Obviously, I write this an outsider looking in, but his sentiments appear to be a bundle of contradictions. You can move a whole chunk of the BBC up to Salford and there’s no guarantee at all that the content produced by the BBC will reflect the UK anymore than if it was all produced out of London.
That’s not to say the move to Salford is a bad thing – the economic boost to the North West is one benefit – but lets not make out it’s going to make the BBC more representative. It takes more than just being based in state-of-the-art offices in Salford to actually reflect other parts of the country.
Indeed, when Peter Salmon, Director of BBC North, was defending the decision to move Waterloo Road from Rochdale to Scotland, he said:
“At the heart of every story, in each of the seven series, Shed Productions, the scriptwriters and the actors themselves ensured that the characters involved were very real and utterly believable.”
Having just watched the last episode, in which the headteacher was seemingly killed by a spurned-lover-cum-colleague after she found out he was having it off with another teacher, whose husband, also a teacher, wasn’t best impressed and ran off to Ireland with his two kids, who are also pupils at the school – but not pupils who saw the headteacher almost kill a thuggish teenager, I think we can all agree that Waterloo Road’s characters are far from ‘very real’ – even in Rochdale.

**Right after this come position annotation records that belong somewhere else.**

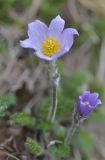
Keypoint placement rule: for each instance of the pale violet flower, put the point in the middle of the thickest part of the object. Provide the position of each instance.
(87, 102)
(50, 42)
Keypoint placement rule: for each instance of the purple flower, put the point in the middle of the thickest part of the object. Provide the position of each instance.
(49, 42)
(87, 102)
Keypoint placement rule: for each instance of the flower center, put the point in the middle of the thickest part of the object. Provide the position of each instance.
(50, 46)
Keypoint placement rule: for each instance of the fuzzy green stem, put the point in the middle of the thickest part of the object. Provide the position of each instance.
(73, 127)
(55, 83)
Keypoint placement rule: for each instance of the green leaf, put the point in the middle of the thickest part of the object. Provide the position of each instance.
(34, 146)
(22, 118)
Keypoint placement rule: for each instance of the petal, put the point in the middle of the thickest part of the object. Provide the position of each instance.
(93, 98)
(37, 31)
(42, 56)
(85, 96)
(68, 38)
(98, 102)
(27, 44)
(56, 25)
(83, 109)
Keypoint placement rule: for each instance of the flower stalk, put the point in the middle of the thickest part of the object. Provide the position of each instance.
(55, 77)
(75, 124)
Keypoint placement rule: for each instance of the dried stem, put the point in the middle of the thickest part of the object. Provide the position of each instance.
(55, 83)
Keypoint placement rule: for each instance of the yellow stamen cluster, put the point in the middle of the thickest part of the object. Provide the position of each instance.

Waterloo Road is what it is – far-fatched, light-hearted entertainment – not a reflection of the town it is filmed in. If it is supposed to be ‘very real’ then we have a problem.
If, as Lord Patten says, the BBC is determined to get more views from more parts of the country on air, it needs to do two things.

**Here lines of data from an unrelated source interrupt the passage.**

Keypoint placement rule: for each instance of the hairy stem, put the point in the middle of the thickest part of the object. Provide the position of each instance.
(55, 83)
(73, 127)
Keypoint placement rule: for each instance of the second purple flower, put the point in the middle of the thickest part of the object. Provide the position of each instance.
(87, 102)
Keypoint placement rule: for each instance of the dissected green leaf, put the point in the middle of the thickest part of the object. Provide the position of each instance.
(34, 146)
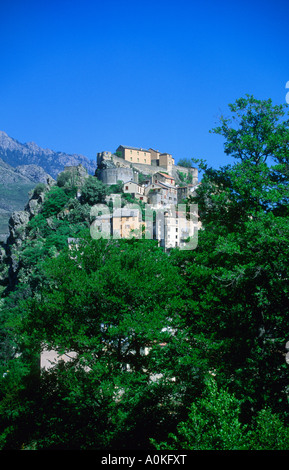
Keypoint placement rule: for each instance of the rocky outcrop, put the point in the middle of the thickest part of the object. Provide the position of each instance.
(33, 173)
(17, 227)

The first is to think again about the cuts it is making to local BBC output. While Radio 4 – the elitist end of the BBC if ever there was such a thing – survives unscathed, BBC local radio is facing big cuts and reduction in output. Local BBC radio isn’t everyone’s cup of tea – in fact some shows most certainly fall into the ‘minority listening’ category. But if you’re going to get the voices from across the nation, then you need to be serving those people well. And whereas you could probably get Radio 4 and Five Live to share more, there’s nowhere else at the BBC to provide the sort of content that will be lost from local radio.

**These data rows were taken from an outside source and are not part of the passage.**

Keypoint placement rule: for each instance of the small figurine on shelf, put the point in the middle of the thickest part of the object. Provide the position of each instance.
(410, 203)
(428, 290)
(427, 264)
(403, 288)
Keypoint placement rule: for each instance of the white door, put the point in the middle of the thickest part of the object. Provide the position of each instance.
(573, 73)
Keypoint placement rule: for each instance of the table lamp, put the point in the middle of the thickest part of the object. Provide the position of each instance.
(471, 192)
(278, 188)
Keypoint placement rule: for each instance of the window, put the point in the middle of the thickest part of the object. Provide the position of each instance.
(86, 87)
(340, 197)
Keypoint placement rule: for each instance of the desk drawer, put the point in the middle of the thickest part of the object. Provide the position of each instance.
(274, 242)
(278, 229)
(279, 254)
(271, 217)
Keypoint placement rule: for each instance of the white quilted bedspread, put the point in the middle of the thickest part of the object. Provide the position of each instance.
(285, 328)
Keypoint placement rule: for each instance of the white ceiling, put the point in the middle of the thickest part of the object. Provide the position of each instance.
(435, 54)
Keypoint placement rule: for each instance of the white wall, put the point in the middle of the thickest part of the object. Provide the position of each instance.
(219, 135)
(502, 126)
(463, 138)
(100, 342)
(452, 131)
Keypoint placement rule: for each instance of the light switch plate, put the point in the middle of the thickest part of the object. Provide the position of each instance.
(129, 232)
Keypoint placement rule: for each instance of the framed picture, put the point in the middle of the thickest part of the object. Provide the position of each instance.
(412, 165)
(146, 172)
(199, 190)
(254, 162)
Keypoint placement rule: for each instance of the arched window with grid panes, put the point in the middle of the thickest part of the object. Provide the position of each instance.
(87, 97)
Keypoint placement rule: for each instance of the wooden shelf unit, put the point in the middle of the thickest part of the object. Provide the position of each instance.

The same can, of course, be said for The Politics Show and Inside Out, the regional current affairs ‘magazine’ show. The former, I believe, is set to go altogether – and with it, the only real regional in depth look at politics on telly. Inside Out, I believe, will see its resources slashed. Inside Out is perhaps the only regional TV output which generally does break stories on a regular basis – BBC FOI stories regularly reference back to it, while BBC Breakfast regularly features stories from the regional programme.
You can have the entire BBC based in Salford, Lord Patten, but if you aren’t making the local programmes, then you aren’t reflecting the nation.
Of course, there could be a good reason why the BBC believes it can hack away at resources locally and still produce strong output – the regional press, which often feels like the unpaid, unrecognised research arm of the local BBC. Lord Patten conceded that the BBC often follows the agenda of the national press, but the same can also be said at a local level.
Which brings me to my second point. For a very long time, the BBC has relied on the local Press – and I would imagine hyperlocal sites now too – to hear those voices Lord Patten says are so essential for the organisation’s future. Lord Patten also said the BBC and press worked well together – claiming the BBC got a lot of stories from the Press, but gave some back too. That may be true at a national level, but there’s precious little giving back at a local level, if indeed any.
I would suggest a good way of giving back at a local level would be to start recognising where stories come from, both financially and in terms of giving credit where it is due. If it’s truly committed to giving local communities a voice on its stations, then it needs to recognise the part of the industry which actually makes that happen – and which I suspect it will rely on more in the future.